Dan, pada 25 Januari 1981, hukuman mati dijatuhkan untuk Madam Mao. Sesaat setelah vonis dibacakan, ia diseret dari ruang sidang. Meronta sejadinya, menurut The Associated Press, Jiang Qing menyerukan penggulingan Deng Xiaoping, pemimpin tertinggi China kala itu.
"Memberontak adalah hak!," teriak dia. "Memicu revolusi bukanlah kejahatan."
Saksikan video pilihan berikut ini:
Bunuh Diri
Madam Mao, tiga anggota lain yang disebut Kelompok Empat, dan enam pemimpin politik dan militer lainnya didakwa dengan 48 pelanggaran, termasuk merencanakan pemberontakan bersenjata di Shanghai, berusaha membunuh Mao Zedong, dan menganiaya sekitar 700.000 pemimpin politik dan anggota partai.
Madam Mao juga didakwa memimpin gerakan yang menewaskan 34.274 orang termasuk orang nomor dua Mao, Liu Shaoqi.
Pada 1967, ia bahkan memimpin persekusi terhadap istri Liu, Wang Guangmei. Jiang menyeret Wang di depan jutaan orang di Tsinghua University, menuduhnya menggunakan kalung dan pakaian yang non-komunis saat menyambut kunjungan kenegaraan Presiden RI Sukarno empat tahun sebelumnya.
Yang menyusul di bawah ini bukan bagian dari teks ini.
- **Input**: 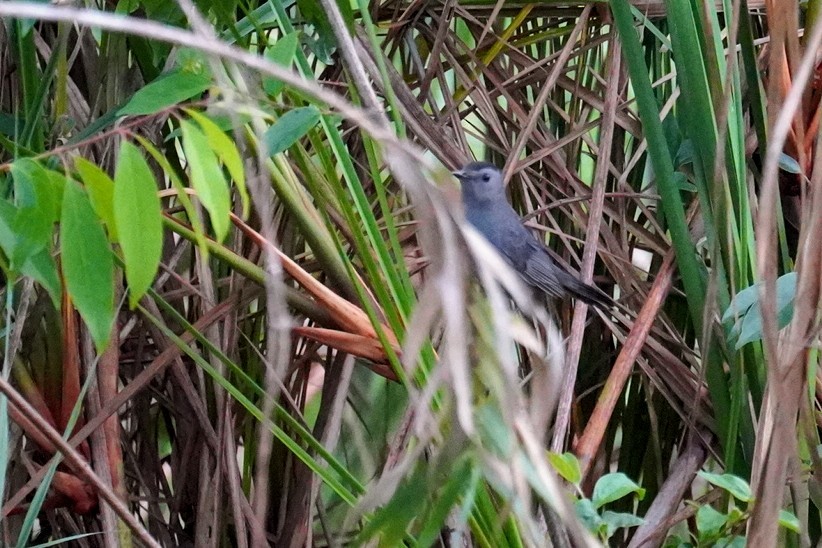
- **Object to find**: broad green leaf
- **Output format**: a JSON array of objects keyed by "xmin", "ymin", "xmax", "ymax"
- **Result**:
[
  {"xmin": 263, "ymin": 106, "xmax": 320, "ymax": 156},
  {"xmin": 696, "ymin": 504, "xmax": 728, "ymax": 538},
  {"xmin": 0, "ymin": 200, "xmax": 17, "ymax": 257},
  {"xmin": 74, "ymin": 157, "xmax": 117, "ymax": 242},
  {"xmin": 60, "ymin": 182, "xmax": 114, "ymax": 351},
  {"xmin": 117, "ymin": 70, "xmax": 216, "ymax": 116},
  {"xmin": 699, "ymin": 471, "xmax": 753, "ymax": 502},
  {"xmin": 591, "ymin": 472, "xmax": 645, "ymax": 508},
  {"xmin": 114, "ymin": 141, "xmax": 163, "ymax": 308},
  {"xmin": 548, "ymin": 452, "xmax": 582, "ymax": 485},
  {"xmin": 10, "ymin": 159, "xmax": 65, "ymax": 269},
  {"xmin": 263, "ymin": 31, "xmax": 300, "ymax": 96},
  {"xmin": 180, "ymin": 120, "xmax": 231, "ymax": 241},
  {"xmin": 186, "ymin": 109, "xmax": 250, "ymax": 219}
]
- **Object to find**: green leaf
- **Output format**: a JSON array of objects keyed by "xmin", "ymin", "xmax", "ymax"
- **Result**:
[
  {"xmin": 591, "ymin": 472, "xmax": 645, "ymax": 508},
  {"xmin": 779, "ymin": 510, "xmax": 802, "ymax": 533},
  {"xmin": 574, "ymin": 499, "xmax": 605, "ymax": 535},
  {"xmin": 548, "ymin": 452, "xmax": 582, "ymax": 485},
  {"xmin": 9, "ymin": 159, "xmax": 65, "ymax": 269},
  {"xmin": 417, "ymin": 457, "xmax": 477, "ymax": 546},
  {"xmin": 263, "ymin": 106, "xmax": 320, "ymax": 156},
  {"xmin": 60, "ymin": 182, "xmax": 114, "ymax": 352},
  {"xmin": 779, "ymin": 152, "xmax": 802, "ymax": 174},
  {"xmin": 117, "ymin": 70, "xmax": 211, "ymax": 116},
  {"xmin": 699, "ymin": 471, "xmax": 753, "ymax": 502},
  {"xmin": 74, "ymin": 156, "xmax": 117, "ymax": 242},
  {"xmin": 186, "ymin": 109, "xmax": 251, "ymax": 219},
  {"xmin": 20, "ymin": 249, "xmax": 62, "ymax": 310},
  {"xmin": 180, "ymin": 120, "xmax": 231, "ymax": 241},
  {"xmin": 722, "ymin": 272, "xmax": 797, "ymax": 350},
  {"xmin": 263, "ymin": 32, "xmax": 300, "ymax": 96},
  {"xmin": 601, "ymin": 510, "xmax": 645, "ymax": 538},
  {"xmin": 114, "ymin": 141, "xmax": 163, "ymax": 308},
  {"xmin": 696, "ymin": 504, "xmax": 728, "ymax": 539}
]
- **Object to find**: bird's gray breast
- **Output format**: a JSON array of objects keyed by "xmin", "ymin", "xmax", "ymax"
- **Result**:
[{"xmin": 466, "ymin": 203, "xmax": 537, "ymax": 271}]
Wang dipermalukan. Ia dipaksa mengenakan gaun, topi lebar, sepatu hak tinggi, dan kalung yang disusun dari bola ping pong.
Berdasarkan vonis, Madam Mao divonis mati, dengan penundaan eksekusi selama dua tahun.
Namun, eksekusi mati tak pernah dilakukan -- untuk menangkis kritik dari kaum kiri yang masih menduduki posisi otoritas dan yang mendukung kebijakan yang diprakarsai oleh Ketua Mao.
Pada 24 Januari 1983, dua tahun setelah putusan, pemerintah China mengurangi hukumannya, dari vonis mati menjadi seumur hidup. Demi penghormatan pada Ketua Mao, dia tidak dikirim ke penjara yang dingin, tetapi jadi tahanan rumah dalam keadaan yang cukup nyaman.
Hidup Jiang Qing atau Madam Mao berakhir pada Mei 1991. Ia ditemukan bunuh diri di usia 77 tahun.
Jiang Qing, diketahui menderita kanker tenggorokan. Informasi versi pemerintah, ia mungkin ingin memperpendek penderitaannya.